Ein einfaches Wort. Zwei Silben, Sechs Buchstaben. Nichts Besonderes. Ein Wort.
Nur ein Wort von tausenden der deutschen Sprache. Eines von Millionen, gar von Milliarden auf der Welt.
Und doch ein Wort, das so viele Bedeutungen haben wie kaum ein anderes.
Es gibt peinliche Stille, geheimnisvolle Stille, erschreckende Stille, angenehme Stille.

Und dann gibt es noch Totenstille. Die Art von Stille, die diejenigen von sich geben, deren Blut still steht.

Ich möchte mich dir vorstellen. Mein Name ist Hannah. Ich bin 15 Jahre alt.
Und ich bin Still. So still wie man nur sein kann.
Nicht schüchtern. Nein. Ich bin der extrovertierteste Mensch den man sich vorstellen kann.
Aber seit ich meine Augen geöffnet habe und nichts als Dunkelheit sie empfing, bin ich still.
Ich gebe keinen Mucks von mir. Keinen einzigen Laut. Nicht, weil ich Angst davor habe. Nicht, weil ich die Stille genieße.
Ich kann es einfach nicht. Ich versuche meinen Mund zu öffnen und der Luft, die hindurchströmt, einen Ton zu geben. Doch ich kann nicht einmal die Luft selbst hören.
Ich spüre nicht, wie mein Atem in meine Lungen gesogen wird, höre nicht mein Herz pochen. Obwohl es in dieser Totenstille eigentlich so laut, wie eine Basstrommel schlagen müsste. In meinem eigenen Lebensrhythmus.

Genauer gesagt, höre und spüre ich überhaupt nichts. Und diese Dunkelheit hier macht mir allmählich Angst.
Was ist los mit mir?

Gedanken in meinem Kopf wabern umher, wie zähes, dickflüssiges Wasser, obwohl mein Kopf mir sagt, dass Wasser nicht dickflüssig sein kann.

Etwas sagt mir, dass ich mich bewegen muss.
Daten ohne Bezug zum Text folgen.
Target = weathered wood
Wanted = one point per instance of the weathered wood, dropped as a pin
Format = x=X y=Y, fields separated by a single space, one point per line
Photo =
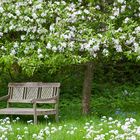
x=4 y=97
x=27 y=111
x=33 y=93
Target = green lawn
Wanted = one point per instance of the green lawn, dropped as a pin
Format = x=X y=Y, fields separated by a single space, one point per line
x=91 y=128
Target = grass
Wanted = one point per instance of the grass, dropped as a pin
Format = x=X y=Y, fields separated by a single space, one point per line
x=91 y=128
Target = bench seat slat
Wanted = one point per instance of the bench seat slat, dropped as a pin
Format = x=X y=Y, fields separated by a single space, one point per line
x=26 y=111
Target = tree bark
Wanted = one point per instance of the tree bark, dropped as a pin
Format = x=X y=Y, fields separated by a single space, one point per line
x=87 y=87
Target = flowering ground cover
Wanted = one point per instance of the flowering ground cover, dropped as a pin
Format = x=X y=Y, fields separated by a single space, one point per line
x=105 y=128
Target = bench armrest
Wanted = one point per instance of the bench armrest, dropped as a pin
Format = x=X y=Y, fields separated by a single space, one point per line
x=4 y=97
x=48 y=100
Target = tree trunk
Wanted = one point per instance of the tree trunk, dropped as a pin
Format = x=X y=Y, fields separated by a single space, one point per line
x=87 y=87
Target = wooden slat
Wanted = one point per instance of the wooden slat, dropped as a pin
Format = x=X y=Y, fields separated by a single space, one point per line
x=4 y=97
x=26 y=111
x=34 y=84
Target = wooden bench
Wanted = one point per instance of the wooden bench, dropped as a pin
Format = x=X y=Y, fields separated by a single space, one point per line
x=33 y=93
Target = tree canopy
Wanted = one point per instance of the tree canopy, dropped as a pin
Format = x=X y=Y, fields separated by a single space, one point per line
x=57 y=33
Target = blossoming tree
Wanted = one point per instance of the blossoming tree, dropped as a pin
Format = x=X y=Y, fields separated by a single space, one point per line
x=34 y=33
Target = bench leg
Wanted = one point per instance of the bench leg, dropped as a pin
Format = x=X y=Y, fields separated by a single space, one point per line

Der Untergrund auf dem ich liege, verursacht mir so langsam Rückenschmerzen. Ich versuche mich bequem hinzulegen, doch meine Glieder bleiben still.
Was ist los?
Hatte ich einen Unfall und erwache gerade gelähmt aus einem Koma? Oder ist das alles nichts weiter als ein paradoxer Traum, der meinem Unterbewusstsein klar machen will, dass ich ab und zu mal meine besserwisserische Klappe halten soll.
Wache ich gleich etwas auf und alles ist wie vorher? Ich liege in meinem Bett und kann mich an nichts mehr erinnern. Dann macht das mit dem zähen Wasser auch wieder Sinn.

Aber es dauert lange, aufzuwachen, wenn man nur so da liegt.
Ich halte die Stille nicht mehr aus.
Die Ungewissheit.
Die Unfähigkeit.
Die Unruhe in meinem Kopf.

Ich fange an zu zählen.

Eins. Zwei. Drei. Vier. Fünf. Sechs. Sieben. Wie lange muss ich das noch ertragen? Acht. Neun. Zehn. Wach auf, du dummes Mädchen. Elf. Zwölf. Nun mach schon verdammt! Dreizehn. Vierzehn. Es ist unlogisch so lange in einem luziden Traum festzustecken, wenn man aufwachen will. Fünfzehn.

Ich gebe auf.

Ich weiß nicht was mit mir los ist. An meinem Zustand ändert sich nichts. Ich höre, spüre noch immer nichts und bin immer noch in dieser Dunkelheit und zähflüssigen, unrealistischen, unwirklichen Wirklichkeit gefangen.
Ich träume nicht.
Ich kann nicht mehr träumen. Das ist zu lange.
Ich bin noch immer still. Und die Stille macht mir Angst.

Diese Totenstille.

Bin ich das? Totenstill? Ich bin still, aber bin ich tot?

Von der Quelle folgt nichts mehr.